3. Judge Roger Houde suggests not only an abstract, ideal person (see above) - but also an ideal country: like Swiss, Sweden, Austria and Canada together (if combined in all positive aspects). He ignored the specifics of the Israeli laws, based on racial definition, intolerance, Apartheid, ancient traditions, and nationalism, the Jewish religious character of the state, and many other aspects. He ignores that Israel is a country, which keeps an indication of nationality and the country of origin in its citizens' internal passports. When he listed organization, where the claimant "had to turn to", he did not take into consideration that all these organizations are Jewish organizations. There is no organization, no representation of non-Jewish immigrants in Israel.
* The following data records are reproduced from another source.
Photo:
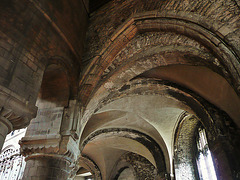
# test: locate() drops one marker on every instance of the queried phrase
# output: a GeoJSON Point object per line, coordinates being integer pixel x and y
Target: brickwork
{"type": "Point", "coordinates": [103, 25]}
{"type": "Point", "coordinates": [109, 33]}
{"type": "Point", "coordinates": [46, 168]}
{"type": "Point", "coordinates": [32, 36]}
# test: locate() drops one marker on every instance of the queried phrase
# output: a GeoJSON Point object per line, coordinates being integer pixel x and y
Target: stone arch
{"type": "Point", "coordinates": [87, 163]}
{"type": "Point", "coordinates": [147, 147]}
{"type": "Point", "coordinates": [166, 21]}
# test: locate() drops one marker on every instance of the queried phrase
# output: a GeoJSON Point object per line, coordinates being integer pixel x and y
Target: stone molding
{"type": "Point", "coordinates": [89, 164]}
{"type": "Point", "coordinates": [63, 147]}
{"type": "Point", "coordinates": [156, 21]}
{"type": "Point", "coordinates": [17, 110]}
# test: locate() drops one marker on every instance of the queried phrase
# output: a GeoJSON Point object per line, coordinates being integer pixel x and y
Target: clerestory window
{"type": "Point", "coordinates": [204, 158]}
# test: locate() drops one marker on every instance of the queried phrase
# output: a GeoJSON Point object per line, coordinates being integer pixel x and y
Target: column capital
{"type": "Point", "coordinates": [57, 146]}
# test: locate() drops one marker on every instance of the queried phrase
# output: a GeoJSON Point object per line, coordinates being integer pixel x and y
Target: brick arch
{"type": "Point", "coordinates": [166, 22]}
{"type": "Point", "coordinates": [160, 161]}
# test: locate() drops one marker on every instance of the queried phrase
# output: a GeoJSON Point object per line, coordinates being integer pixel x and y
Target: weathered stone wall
{"type": "Point", "coordinates": [46, 168]}
{"type": "Point", "coordinates": [185, 148]}
{"type": "Point", "coordinates": [33, 35]}
{"type": "Point", "coordinates": [222, 15]}
{"type": "Point", "coordinates": [109, 33]}
{"type": "Point", "coordinates": [142, 167]}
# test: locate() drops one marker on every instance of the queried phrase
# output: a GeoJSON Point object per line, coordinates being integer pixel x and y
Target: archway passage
{"type": "Point", "coordinates": [149, 73]}
{"type": "Point", "coordinates": [157, 67]}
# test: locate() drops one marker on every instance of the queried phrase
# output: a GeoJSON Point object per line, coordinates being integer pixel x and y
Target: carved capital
{"type": "Point", "coordinates": [57, 146]}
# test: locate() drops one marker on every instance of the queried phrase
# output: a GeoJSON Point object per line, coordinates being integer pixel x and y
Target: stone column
{"type": "Point", "coordinates": [221, 160]}
{"type": "Point", "coordinates": [47, 167]}
{"type": "Point", "coordinates": [50, 146]}
{"type": "Point", "coordinates": [5, 128]}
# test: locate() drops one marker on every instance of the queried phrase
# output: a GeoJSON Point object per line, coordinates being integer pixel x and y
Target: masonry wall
{"type": "Point", "coordinates": [32, 35]}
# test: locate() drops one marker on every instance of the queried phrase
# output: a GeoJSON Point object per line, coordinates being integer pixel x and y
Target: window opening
{"type": "Point", "coordinates": [204, 158]}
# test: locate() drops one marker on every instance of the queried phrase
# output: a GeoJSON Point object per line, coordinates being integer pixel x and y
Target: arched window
{"type": "Point", "coordinates": [204, 158]}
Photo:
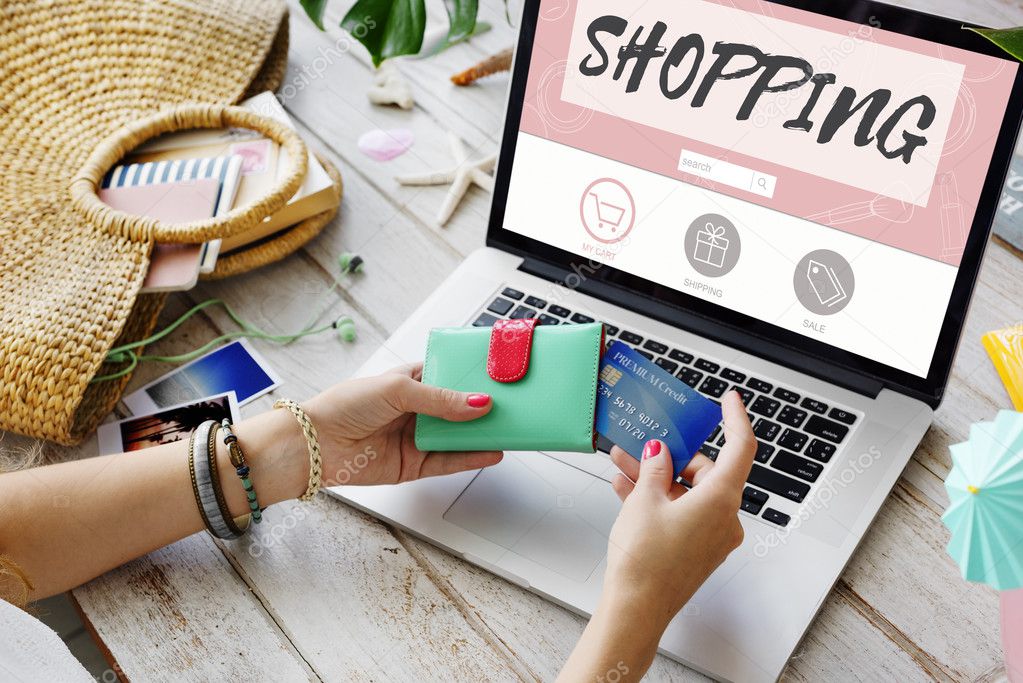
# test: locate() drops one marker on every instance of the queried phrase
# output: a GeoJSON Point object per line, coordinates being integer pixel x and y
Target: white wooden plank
{"type": "Point", "coordinates": [181, 613]}
{"type": "Point", "coordinates": [354, 602]}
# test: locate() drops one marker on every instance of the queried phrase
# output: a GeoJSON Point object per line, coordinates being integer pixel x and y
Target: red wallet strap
{"type": "Point", "coordinates": [510, 343]}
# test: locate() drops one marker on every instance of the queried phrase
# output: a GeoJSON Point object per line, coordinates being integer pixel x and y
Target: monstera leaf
{"type": "Point", "coordinates": [1010, 40]}
{"type": "Point", "coordinates": [394, 28]}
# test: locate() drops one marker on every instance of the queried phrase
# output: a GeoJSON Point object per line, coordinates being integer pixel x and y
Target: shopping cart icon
{"type": "Point", "coordinates": [608, 215]}
{"type": "Point", "coordinates": [607, 210]}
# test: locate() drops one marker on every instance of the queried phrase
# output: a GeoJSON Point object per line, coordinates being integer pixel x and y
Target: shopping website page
{"type": "Point", "coordinates": [812, 173]}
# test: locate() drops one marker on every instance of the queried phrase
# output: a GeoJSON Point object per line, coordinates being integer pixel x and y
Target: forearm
{"type": "Point", "coordinates": [67, 524]}
{"type": "Point", "coordinates": [618, 644]}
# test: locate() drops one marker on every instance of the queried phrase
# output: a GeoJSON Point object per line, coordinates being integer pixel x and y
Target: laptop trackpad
{"type": "Point", "coordinates": [541, 509]}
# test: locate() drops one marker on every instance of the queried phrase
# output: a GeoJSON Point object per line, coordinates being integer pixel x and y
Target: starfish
{"type": "Point", "coordinates": [461, 176]}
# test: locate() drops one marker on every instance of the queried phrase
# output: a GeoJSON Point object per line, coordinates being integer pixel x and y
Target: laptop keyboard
{"type": "Point", "coordinates": [797, 435]}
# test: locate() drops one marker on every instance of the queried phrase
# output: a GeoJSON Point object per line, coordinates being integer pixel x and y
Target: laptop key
{"type": "Point", "coordinates": [732, 375]}
{"type": "Point", "coordinates": [826, 428]}
{"type": "Point", "coordinates": [764, 451]}
{"type": "Point", "coordinates": [485, 320]}
{"type": "Point", "coordinates": [680, 356]}
{"type": "Point", "coordinates": [500, 306]}
{"type": "Point", "coordinates": [707, 366]}
{"type": "Point", "coordinates": [764, 406]}
{"type": "Point", "coordinates": [523, 312]}
{"type": "Point", "coordinates": [656, 347]}
{"type": "Point", "coordinates": [670, 366]}
{"type": "Point", "coordinates": [808, 470]}
{"type": "Point", "coordinates": [749, 493]}
{"type": "Point", "coordinates": [710, 451]}
{"type": "Point", "coordinates": [713, 386]}
{"type": "Point", "coordinates": [772, 515]}
{"type": "Point", "coordinates": [843, 416]}
{"type": "Point", "coordinates": [690, 376]}
{"type": "Point", "coordinates": [814, 405]}
{"type": "Point", "coordinates": [792, 416]}
{"type": "Point", "coordinates": [766, 429]}
{"type": "Point", "coordinates": [536, 302]}
{"type": "Point", "coordinates": [750, 506]}
{"type": "Point", "coordinates": [629, 337]}
{"type": "Point", "coordinates": [773, 482]}
{"type": "Point", "coordinates": [549, 319]}
{"type": "Point", "coordinates": [513, 293]}
{"type": "Point", "coordinates": [786, 395]}
{"type": "Point", "coordinates": [792, 440]}
{"type": "Point", "coordinates": [819, 450]}
{"type": "Point", "coordinates": [745, 394]}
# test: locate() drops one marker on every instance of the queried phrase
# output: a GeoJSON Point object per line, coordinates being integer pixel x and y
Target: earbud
{"type": "Point", "coordinates": [350, 263]}
{"type": "Point", "coordinates": [344, 327]}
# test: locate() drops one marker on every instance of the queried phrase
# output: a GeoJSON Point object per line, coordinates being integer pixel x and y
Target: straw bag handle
{"type": "Point", "coordinates": [85, 185]}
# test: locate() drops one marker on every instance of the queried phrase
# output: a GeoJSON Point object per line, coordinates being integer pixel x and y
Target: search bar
{"type": "Point", "coordinates": [728, 174]}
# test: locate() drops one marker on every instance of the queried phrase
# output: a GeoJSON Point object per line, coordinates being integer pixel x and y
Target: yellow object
{"type": "Point", "coordinates": [1006, 349]}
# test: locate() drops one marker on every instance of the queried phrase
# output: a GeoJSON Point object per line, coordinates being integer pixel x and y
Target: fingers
{"type": "Point", "coordinates": [626, 463]}
{"type": "Point", "coordinates": [622, 486]}
{"type": "Point", "coordinates": [736, 459]}
{"type": "Point", "coordinates": [698, 467]}
{"type": "Point", "coordinates": [414, 397]}
{"type": "Point", "coordinates": [438, 464]}
{"type": "Point", "coordinates": [656, 469]}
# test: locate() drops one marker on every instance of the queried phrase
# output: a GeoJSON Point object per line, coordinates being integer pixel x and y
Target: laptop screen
{"type": "Point", "coordinates": [812, 173]}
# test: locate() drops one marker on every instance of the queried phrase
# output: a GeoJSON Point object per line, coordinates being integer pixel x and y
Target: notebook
{"type": "Point", "coordinates": [225, 169]}
{"type": "Point", "coordinates": [172, 267]}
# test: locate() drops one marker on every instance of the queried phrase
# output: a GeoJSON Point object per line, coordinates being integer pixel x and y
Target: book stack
{"type": "Point", "coordinates": [194, 175]}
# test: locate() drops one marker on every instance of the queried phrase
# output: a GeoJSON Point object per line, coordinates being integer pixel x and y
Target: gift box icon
{"type": "Point", "coordinates": [712, 245]}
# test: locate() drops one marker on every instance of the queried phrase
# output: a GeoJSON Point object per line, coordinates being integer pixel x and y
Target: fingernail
{"type": "Point", "coordinates": [652, 448]}
{"type": "Point", "coordinates": [478, 400]}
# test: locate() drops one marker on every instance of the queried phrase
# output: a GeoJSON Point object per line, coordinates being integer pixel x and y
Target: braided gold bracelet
{"type": "Point", "coordinates": [312, 441]}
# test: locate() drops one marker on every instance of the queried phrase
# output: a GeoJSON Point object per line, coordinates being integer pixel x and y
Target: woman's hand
{"type": "Point", "coordinates": [666, 542]}
{"type": "Point", "coordinates": [366, 428]}
{"type": "Point", "coordinates": [667, 539]}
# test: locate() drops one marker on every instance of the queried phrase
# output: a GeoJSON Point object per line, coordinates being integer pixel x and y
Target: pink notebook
{"type": "Point", "coordinates": [172, 267]}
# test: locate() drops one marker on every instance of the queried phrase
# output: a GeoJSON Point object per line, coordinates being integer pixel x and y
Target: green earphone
{"type": "Point", "coordinates": [345, 326]}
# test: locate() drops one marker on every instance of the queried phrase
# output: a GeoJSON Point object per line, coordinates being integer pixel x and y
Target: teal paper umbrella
{"type": "Point", "coordinates": [985, 515]}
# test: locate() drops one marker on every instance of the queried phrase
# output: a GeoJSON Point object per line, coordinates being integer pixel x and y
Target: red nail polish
{"type": "Point", "coordinates": [478, 400]}
{"type": "Point", "coordinates": [652, 448]}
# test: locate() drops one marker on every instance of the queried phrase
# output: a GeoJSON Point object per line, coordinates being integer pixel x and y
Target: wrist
{"type": "Point", "coordinates": [275, 453]}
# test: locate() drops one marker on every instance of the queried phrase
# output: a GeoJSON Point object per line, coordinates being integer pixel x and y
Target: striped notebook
{"type": "Point", "coordinates": [227, 170]}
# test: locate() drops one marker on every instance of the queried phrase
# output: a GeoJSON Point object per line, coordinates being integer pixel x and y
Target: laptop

The Israeli government persistently refuses to register the Union of Slaves - an organization of non-Jewish immigrants. What is the point if the claimant would visit another - and another Jewish organization? On the other hand, if a claimant had visited ALL mentioned by a refugee board organizations, providing an essential proof for that, then a typical response, reserved by a typical refugee board, would be "the panel did not find it credible that the claimant have been to all these organization - and found no help". (See cases in the Federal Court - 1996 - 1999)
4. The panel has displaced right accents in the claimant's statement - and made wrong accents instead, totally distorting the very essence of claimant's problems in Israel. The accents have been made by the panel on the secondary (ontological) issues, and the main source of claimant's problems remained camouflaged. For example, judge Houde has concentrated on the issue whether or not claimant's employer has persecuted her till her departure from Israel, but he ignored that this conflict (with the employer) has revealed how vulnerable Mrs. G. was a) as a new Immigrant, b) as a woman, c) as a non-Jew, d) as a single, e) as a person with a law income - in Israel. What if this particular employer did not pose a threat to the claimant at a given date (her departure from Israel)? Any other employer-Israeli could abuse her in the same way - and with the same impunity. What indications did the panel have, which could convince that Mr. Factor has forgotten about Mrs. G. for ever? There no such indication. And there is no "warranty" that he will not start his persecution again at any moment. The same question arises again and again concerning all other issues in claimant's case. The main source of claimant's problems is the State of Israel itself, its racism and habits to abuse fresh immigrants, women and non-Jews.
5. The panel gave no reasons why Mrs. G. should fight for keeping her Israeli citizenship. Why she has to fight to stop her deportation from a country that has abused her basic human rights in numerous ways? She was abused by Israelis, by Israeli institutions and organizations: was not given a language course, refused social help as a single mother; her complains and appeals for help were ignored by police and organizations like WIZO, Histadrut, etc. Her legal divorce wasn't recognized by the state of Israel, which distorted her status in Israel. Her daughter was raped by a Moroccan origin BECAUSE she was Russian, and the rapist would not do the same to a Moroccan woman. Claimant's husband was abused at work BECAUSE he was not a Jew. The claimant was deprived of her right to practice her Christian tradition. She was forced to impose that she was Jewish, which caused a deep psychological trauma in her. Finally, the State of Israel has started a deportation procedure against the claimant, after she lived in Israel 8 (!) years: because of only one reason - that she is not a Jew! If this was not enough to give the claimant and her family members the status of refugees - then the status of refugee does not exist.
In the procedure of evaluating and deciding in the claimant's case the panel has violated all existing norms and duties.